Late monsoon starts Indian farmer's 'journey to hell'


Indian farmer Asghar Bhura scrapes a living by growing sugarcane, but this year’s late monsoon has left his tiny plot parched and he will earn nothing from his harvest.

Bhura will have to go and work for a big grower to feed his family of six, making 250 rupees ($4.00) a day, as he did when India suffered its last severe drought in 2009.

“I have no option but to become a bonded labourer just to feed my family one meal a day,” said Bhura, 50, looking at his stunted crop on his third of a hectare of land.

Bhura’s borderline existence is shared by many farmers in the district of Shamli, in the sugarcane belt of India’s most populous state, Uttar Pradesh, three hours’ drive north of the capital New Delhi.

With this year’s monsoon rains several weeks late, the world’s second-largest sugar and rice producer is on the verge of widespread drought in the face of a developing Pacific Ocean weather event known as El Nino, which is often associated with drought in South Asia.
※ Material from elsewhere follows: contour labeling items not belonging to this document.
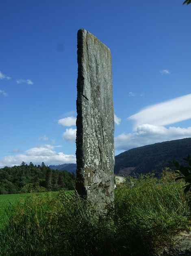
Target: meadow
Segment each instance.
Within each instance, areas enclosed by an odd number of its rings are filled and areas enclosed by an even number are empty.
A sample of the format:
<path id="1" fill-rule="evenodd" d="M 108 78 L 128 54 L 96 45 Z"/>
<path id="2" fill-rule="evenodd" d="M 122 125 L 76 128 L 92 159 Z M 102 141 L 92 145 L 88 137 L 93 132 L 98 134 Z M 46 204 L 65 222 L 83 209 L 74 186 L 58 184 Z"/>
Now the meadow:
<path id="1" fill-rule="evenodd" d="M 16 197 L 13 202 L 19 202 L 2 223 L 0 254 L 159 255 L 173 247 L 178 232 L 190 229 L 190 195 L 184 185 L 168 171 L 160 179 L 129 178 L 115 189 L 115 209 L 108 205 L 105 216 L 73 192 Z"/>

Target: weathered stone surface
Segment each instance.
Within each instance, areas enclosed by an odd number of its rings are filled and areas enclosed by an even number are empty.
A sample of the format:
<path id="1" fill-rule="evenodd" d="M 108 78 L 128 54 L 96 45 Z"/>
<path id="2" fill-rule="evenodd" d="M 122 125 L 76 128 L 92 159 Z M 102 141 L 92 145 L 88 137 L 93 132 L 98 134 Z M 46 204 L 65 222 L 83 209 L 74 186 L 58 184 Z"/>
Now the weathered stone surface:
<path id="1" fill-rule="evenodd" d="M 78 32 L 76 190 L 104 211 L 114 201 L 114 120 L 110 50 Z"/>

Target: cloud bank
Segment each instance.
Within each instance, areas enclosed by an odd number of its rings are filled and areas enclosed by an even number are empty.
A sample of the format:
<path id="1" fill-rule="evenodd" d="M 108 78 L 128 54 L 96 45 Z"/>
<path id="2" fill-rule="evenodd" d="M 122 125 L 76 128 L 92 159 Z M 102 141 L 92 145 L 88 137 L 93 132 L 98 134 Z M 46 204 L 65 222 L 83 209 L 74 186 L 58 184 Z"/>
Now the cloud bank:
<path id="1" fill-rule="evenodd" d="M 23 154 L 5 156 L 0 159 L 0 168 L 5 166 L 11 167 L 20 165 L 23 161 L 28 164 L 32 162 L 34 165 L 40 165 L 43 162 L 48 166 L 76 163 L 75 156 L 65 154 L 61 152 L 57 153 L 54 150 L 54 147 L 50 145 L 43 145 L 30 149 Z"/>
<path id="2" fill-rule="evenodd" d="M 162 71 L 160 71 L 160 72 L 161 74 L 164 74 L 165 75 L 169 75 L 169 74 L 170 74 L 170 73 L 167 69 L 163 69 L 163 70 L 162 70 Z"/>
<path id="3" fill-rule="evenodd" d="M 148 107 L 128 118 L 135 122 L 134 130 L 149 124 L 166 125 L 191 118 L 191 94 Z"/>
<path id="4" fill-rule="evenodd" d="M 0 79 L 11 79 L 11 78 L 9 76 L 7 76 L 4 75 L 0 71 Z"/>
<path id="5" fill-rule="evenodd" d="M 61 125 L 63 126 L 72 126 L 76 125 L 76 118 L 74 116 L 68 116 L 64 118 L 59 119 L 58 121 L 59 125 Z"/>
<path id="6" fill-rule="evenodd" d="M 26 80 L 24 80 L 23 79 L 18 79 L 16 80 L 16 82 L 17 84 L 22 84 L 23 83 L 26 83 L 29 85 L 31 85 L 33 84 L 33 83 L 30 79 L 27 79 Z"/>

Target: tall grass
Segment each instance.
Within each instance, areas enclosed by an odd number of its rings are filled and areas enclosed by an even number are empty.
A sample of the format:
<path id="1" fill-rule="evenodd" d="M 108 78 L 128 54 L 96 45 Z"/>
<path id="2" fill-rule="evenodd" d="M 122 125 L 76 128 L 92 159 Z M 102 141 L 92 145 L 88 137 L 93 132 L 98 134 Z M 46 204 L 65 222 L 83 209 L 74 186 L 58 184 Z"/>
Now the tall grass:
<path id="1" fill-rule="evenodd" d="M 134 184 L 133 187 L 132 184 Z M 188 228 L 188 196 L 169 172 L 131 178 L 103 216 L 77 195 L 33 193 L 0 234 L 1 255 L 154 255 Z"/>

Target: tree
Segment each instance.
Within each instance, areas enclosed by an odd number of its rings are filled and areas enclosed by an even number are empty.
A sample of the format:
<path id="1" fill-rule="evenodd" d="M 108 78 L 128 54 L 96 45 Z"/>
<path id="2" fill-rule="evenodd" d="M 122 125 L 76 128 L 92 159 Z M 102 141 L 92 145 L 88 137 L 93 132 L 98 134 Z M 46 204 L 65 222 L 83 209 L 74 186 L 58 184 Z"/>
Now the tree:
<path id="1" fill-rule="evenodd" d="M 182 179 L 184 180 L 185 185 L 184 192 L 186 193 L 188 191 L 191 192 L 191 157 L 190 155 L 188 155 L 187 158 L 183 158 L 184 165 L 180 165 L 178 161 L 174 159 L 172 162 L 169 162 L 169 166 L 172 167 L 174 173 L 177 174 L 175 180 Z"/>
<path id="2" fill-rule="evenodd" d="M 183 3 L 183 4 L 186 4 L 187 5 L 188 5 L 188 4 L 190 4 L 191 3 L 191 0 L 186 0 L 186 1 L 184 1 L 184 2 Z"/>

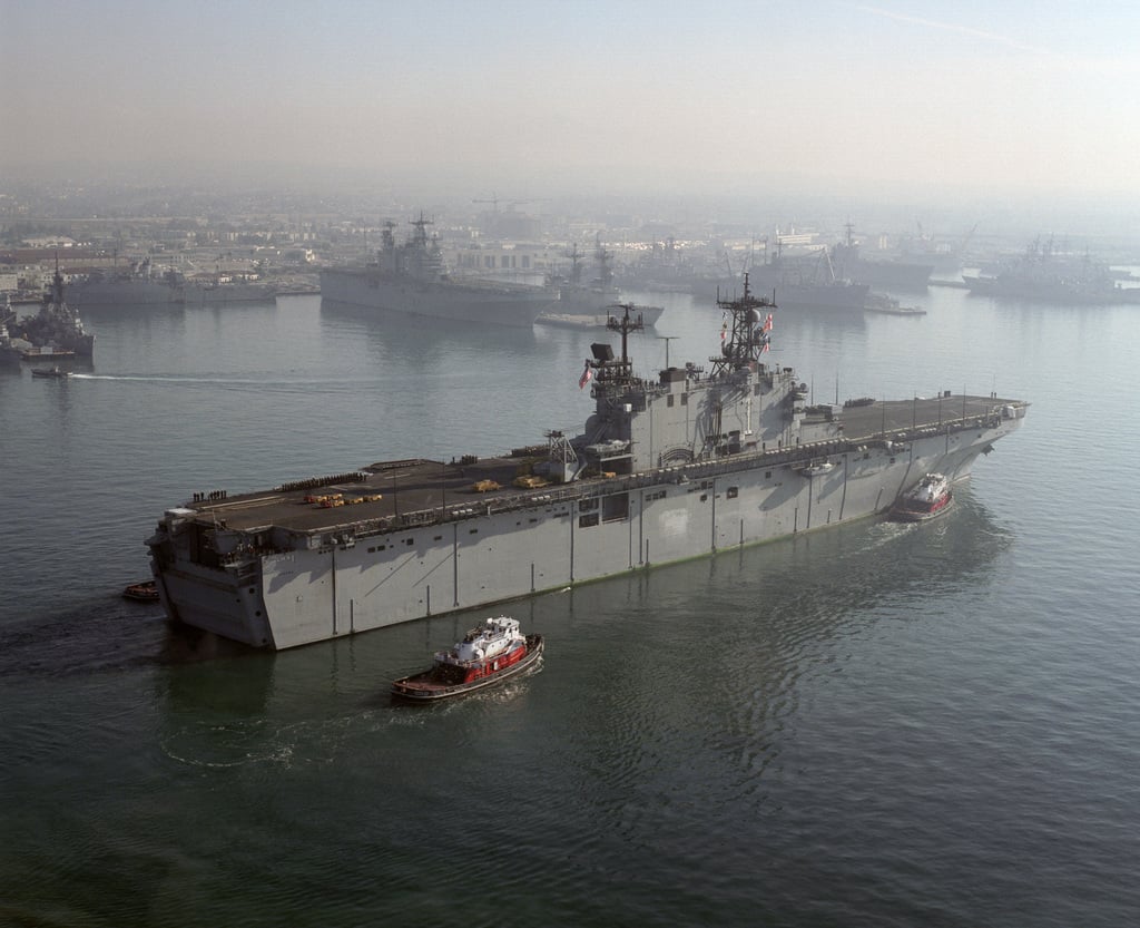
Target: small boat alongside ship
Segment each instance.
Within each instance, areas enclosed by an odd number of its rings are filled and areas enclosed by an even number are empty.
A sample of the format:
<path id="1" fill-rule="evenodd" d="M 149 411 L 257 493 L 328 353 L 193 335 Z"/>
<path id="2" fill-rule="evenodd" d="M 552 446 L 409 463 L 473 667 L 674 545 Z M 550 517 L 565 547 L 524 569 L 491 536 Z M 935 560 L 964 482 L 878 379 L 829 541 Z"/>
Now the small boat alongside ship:
<path id="1" fill-rule="evenodd" d="M 153 580 L 140 580 L 123 588 L 123 599 L 135 599 L 139 603 L 157 603 L 158 584 Z"/>
<path id="2" fill-rule="evenodd" d="M 50 368 L 32 368 L 32 377 L 48 377 L 56 380 L 65 380 L 71 377 L 71 371 L 65 371 L 58 364 Z"/>
<path id="3" fill-rule="evenodd" d="M 532 669 L 543 654 L 542 635 L 523 635 L 506 615 L 487 619 L 454 647 L 435 653 L 432 667 L 392 684 L 392 697 L 433 702 L 484 689 Z"/>
<path id="4" fill-rule="evenodd" d="M 895 522 L 926 522 L 946 513 L 954 501 L 950 481 L 942 474 L 927 474 L 903 493 L 890 510 Z"/>
<path id="5" fill-rule="evenodd" d="M 413 232 L 397 244 L 394 225 L 383 232 L 376 260 L 365 267 L 326 267 L 320 272 L 321 304 L 366 313 L 400 313 L 453 322 L 534 325 L 549 308 L 555 291 L 548 287 L 453 279 L 443 266 L 439 244 L 429 239 L 430 220 L 412 223 Z"/>

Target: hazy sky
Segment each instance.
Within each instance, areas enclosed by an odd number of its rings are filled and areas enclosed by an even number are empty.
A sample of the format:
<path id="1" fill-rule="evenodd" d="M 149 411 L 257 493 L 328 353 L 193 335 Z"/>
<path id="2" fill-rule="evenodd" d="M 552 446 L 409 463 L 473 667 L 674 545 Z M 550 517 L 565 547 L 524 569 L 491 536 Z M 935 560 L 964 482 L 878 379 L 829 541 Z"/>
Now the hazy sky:
<path id="1" fill-rule="evenodd" d="M 1138 41 L 1131 0 L 0 0 L 0 167 L 1137 194 Z"/>

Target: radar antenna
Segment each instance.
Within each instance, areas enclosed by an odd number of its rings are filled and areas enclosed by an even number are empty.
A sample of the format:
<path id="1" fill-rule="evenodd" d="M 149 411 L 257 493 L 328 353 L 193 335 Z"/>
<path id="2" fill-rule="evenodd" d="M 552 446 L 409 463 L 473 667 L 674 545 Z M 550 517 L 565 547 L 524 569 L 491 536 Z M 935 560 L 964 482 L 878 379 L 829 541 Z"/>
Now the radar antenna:
<path id="1" fill-rule="evenodd" d="M 709 358 L 712 362 L 712 377 L 747 366 L 755 368 L 759 364 L 760 355 L 768 350 L 775 299 L 754 297 L 748 274 L 744 274 L 744 294 L 739 299 L 725 300 L 720 299 L 718 292 L 716 305 L 724 309 L 725 321 L 720 330 L 720 356 Z"/>

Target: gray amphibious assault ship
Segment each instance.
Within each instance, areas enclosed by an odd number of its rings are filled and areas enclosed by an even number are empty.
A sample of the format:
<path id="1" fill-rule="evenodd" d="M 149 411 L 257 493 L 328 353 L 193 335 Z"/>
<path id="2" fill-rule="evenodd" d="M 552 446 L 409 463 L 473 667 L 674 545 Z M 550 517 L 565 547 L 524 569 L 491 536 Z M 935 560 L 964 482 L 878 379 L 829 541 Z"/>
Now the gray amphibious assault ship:
<path id="1" fill-rule="evenodd" d="M 967 477 L 1021 425 L 991 396 L 811 406 L 763 363 L 774 306 L 718 300 L 722 349 L 635 374 L 628 309 L 593 346 L 595 412 L 499 458 L 383 461 L 260 493 L 199 494 L 148 540 L 181 622 L 286 648 L 814 531 L 888 510 L 928 473 Z"/>

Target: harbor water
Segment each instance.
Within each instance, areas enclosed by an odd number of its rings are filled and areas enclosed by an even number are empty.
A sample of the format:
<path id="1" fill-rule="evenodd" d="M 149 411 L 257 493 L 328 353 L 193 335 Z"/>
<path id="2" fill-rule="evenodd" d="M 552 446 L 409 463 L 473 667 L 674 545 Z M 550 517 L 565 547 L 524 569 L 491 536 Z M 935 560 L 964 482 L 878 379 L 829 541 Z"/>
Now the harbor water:
<path id="1" fill-rule="evenodd" d="M 708 364 L 687 296 L 635 369 Z M 593 341 L 318 297 L 103 309 L 0 370 L 2 926 L 1123 926 L 1140 918 L 1140 312 L 930 288 L 775 313 L 815 402 L 1029 401 L 955 507 L 505 604 L 539 671 L 390 703 L 487 614 L 278 654 L 121 598 L 164 509 L 576 434 Z"/>

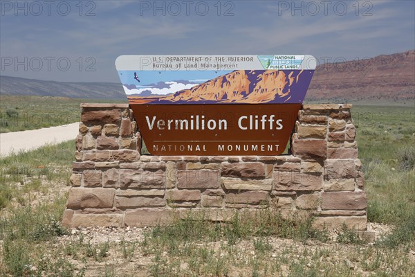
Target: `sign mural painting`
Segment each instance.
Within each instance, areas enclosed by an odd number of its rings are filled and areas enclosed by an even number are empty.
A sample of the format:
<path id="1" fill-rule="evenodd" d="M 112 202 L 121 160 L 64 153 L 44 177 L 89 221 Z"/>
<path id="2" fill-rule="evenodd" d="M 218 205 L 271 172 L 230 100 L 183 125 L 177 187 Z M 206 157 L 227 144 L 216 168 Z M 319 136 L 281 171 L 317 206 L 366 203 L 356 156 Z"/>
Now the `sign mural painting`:
<path id="1" fill-rule="evenodd" d="M 149 152 L 278 155 L 315 69 L 303 55 L 122 55 L 120 79 Z"/>

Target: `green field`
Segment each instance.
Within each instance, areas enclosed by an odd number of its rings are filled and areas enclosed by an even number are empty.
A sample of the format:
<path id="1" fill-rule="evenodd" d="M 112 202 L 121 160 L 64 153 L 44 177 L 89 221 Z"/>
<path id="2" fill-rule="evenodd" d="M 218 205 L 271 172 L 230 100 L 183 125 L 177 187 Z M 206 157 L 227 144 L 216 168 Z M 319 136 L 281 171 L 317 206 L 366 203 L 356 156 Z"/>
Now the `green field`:
<path id="1" fill-rule="evenodd" d="M 0 133 L 77 122 L 81 113 L 80 103 L 106 102 L 108 100 L 102 99 L 2 95 L 0 96 Z M 127 99 L 116 102 L 127 102 Z"/>
<path id="2" fill-rule="evenodd" d="M 415 111 L 351 111 L 369 221 L 391 229 L 374 243 L 345 231 L 333 240 L 329 232 L 313 230 L 311 221 L 267 213 L 254 221 L 241 214 L 229 224 L 192 218 L 124 229 L 121 240 L 104 232 L 101 241 L 91 242 L 59 223 L 74 159 L 71 141 L 0 161 L 0 276 L 414 276 Z M 130 239 L 134 232 L 140 239 Z"/>

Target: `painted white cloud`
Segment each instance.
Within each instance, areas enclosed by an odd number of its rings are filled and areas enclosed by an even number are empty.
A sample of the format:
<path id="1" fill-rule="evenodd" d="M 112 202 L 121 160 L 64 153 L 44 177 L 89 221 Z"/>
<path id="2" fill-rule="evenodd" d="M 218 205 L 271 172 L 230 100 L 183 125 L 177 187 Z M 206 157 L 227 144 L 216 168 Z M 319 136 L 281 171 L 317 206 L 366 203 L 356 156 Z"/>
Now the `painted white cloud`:
<path id="1" fill-rule="evenodd" d="M 169 87 L 159 89 L 157 87 L 145 87 L 142 89 L 129 89 L 125 86 L 122 86 L 124 87 L 124 91 L 127 95 L 131 94 L 140 94 L 143 91 L 151 91 L 151 94 L 156 95 L 167 95 L 169 93 L 174 93 L 176 91 L 181 91 L 182 89 L 190 89 L 192 87 L 194 87 L 199 84 L 183 84 L 177 82 L 165 82 L 165 84 L 169 84 Z"/>

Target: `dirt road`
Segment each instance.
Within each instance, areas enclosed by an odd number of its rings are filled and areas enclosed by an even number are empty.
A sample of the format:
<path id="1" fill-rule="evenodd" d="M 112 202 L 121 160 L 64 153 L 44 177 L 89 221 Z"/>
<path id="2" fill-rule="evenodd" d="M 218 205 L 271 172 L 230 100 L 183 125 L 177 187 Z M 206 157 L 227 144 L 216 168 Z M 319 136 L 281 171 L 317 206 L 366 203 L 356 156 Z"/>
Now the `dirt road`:
<path id="1" fill-rule="evenodd" d="M 0 134 L 0 156 L 12 152 L 28 151 L 46 143 L 58 143 L 75 139 L 78 134 L 79 123 L 35 130 Z"/>

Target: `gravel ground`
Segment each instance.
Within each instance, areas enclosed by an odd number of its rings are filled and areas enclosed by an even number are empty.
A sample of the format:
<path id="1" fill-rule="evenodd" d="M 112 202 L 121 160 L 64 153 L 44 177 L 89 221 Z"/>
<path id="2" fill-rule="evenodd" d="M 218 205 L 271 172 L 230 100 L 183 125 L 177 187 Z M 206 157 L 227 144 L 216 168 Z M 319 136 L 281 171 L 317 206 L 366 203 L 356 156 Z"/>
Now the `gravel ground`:
<path id="1" fill-rule="evenodd" d="M 0 156 L 12 152 L 28 151 L 48 143 L 59 143 L 75 139 L 78 133 L 79 123 L 50 127 L 35 130 L 0 134 Z"/>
In good years, the four-fifths of local farmers who tend a hectare or less, can get by. In bad years, they slide into debt. Some lose their land. Others are forced into servitude.

Hunger for land and water feeds social tensions. In nearby Muzaffarnagar, communal clashes last year killed about 65 people, most of them Muslims, and displaced thousands more.

India’s farm sector accounts for about 14 percent of the economy but two thirds of its 1.2 billion people depend on farming to live. Most poor live on the land. Areas that lack irrigation are most vulnerable when the rains fail.

Although the national weather office said on Thursday that the monsoon had covered all of India, rainfall in the first six weeks of the wet season has been more than a third below normal.

A poor monsoon could raise imports of cooking oil to India, the leading buyer of vegetable oils. The country may also cede its position as top rice exporter to Thailand.

Cane and basmati rice fields in Shamli, a district carved out of Muzaffarnagar three years ago, showed gaping cracks on a recent visit.

“For me, my wife and two sons and two daughters, the journey to hell has already started. Our stomachs will be half empty soon,” said Bhura, whose gaunt face and unkempt beard betrayed anxiety and exhaustion.

LATE RAINS

Even if the monsoon revives during the rest of the planting month of July, farmers here expect losses of at least a fifth in summer-sown crops like rice, corn, cane, soybean and cotton.

India harvested 348 million tonnes of cane last year, with an average sugar content of 11 percent.

Productivity in Uttar Pradesh typically lags that of other growing regions like subtropical Maharashtra due to poorer soils and a less favorable climate. Another two weeks without rain could lower both tonnage and sugar content, possibly to 8 percent, local farmers reckon.

Farmers worry the impact this year could be worse than five years ago, when India suffered its worst drought in four decades. Subsequent supply shortages from the country pushed New York sugar prices to 30-year highs.

“The rains improved in early July five years ago, but this year the dryness stretched beyond the second week of July,” said Yogendra Singh, who mainly grows cane on five hectares of land.

Cane fields here are irrigated with water from canals built during British colonial rule. But the sturdy crop, planted twice a year, only blooms when it rains regularly.

“Canal water can initiate sowing activities in cane but water from the sky is vital for the nourishment and growth of the crop,” said Singh, who retired from the Indian Air Force two decades ago to join his three brothers in farming.

Though production will fall this year, India will not have to trawl the global market for sugar because of surpluses piled up over the past four years.

CROP SWITCH

Other farmers are turning away from cane to other crops that they hope will safeguard their incomes.

“I have switched to cultivation of banana as it promises much higher returns than cane or basmati rice,” said Nameet Panwar, 24, who is just starting out farming one hectare of his family’s land.

Panwar expects to earn a minimum of 1 million rupees ($16,600) from growing bananas, he says, more than twice that of cane even if the sugar plant is harvested twice a year.

Responding to the late monsoon, local authorities have put contingency plans into action, including providing quick-growing seed varieties of pulses to growers and ensuring adequate supplies of pesticides and insecticides at farmers’ doorsteps.

“We too have in place a drought contingency plan to mitigate any situations arising due to rainfall that is 50 percent below normal,” said district magistrate N.P. Singh. Marginal farmers would be given work digging wells.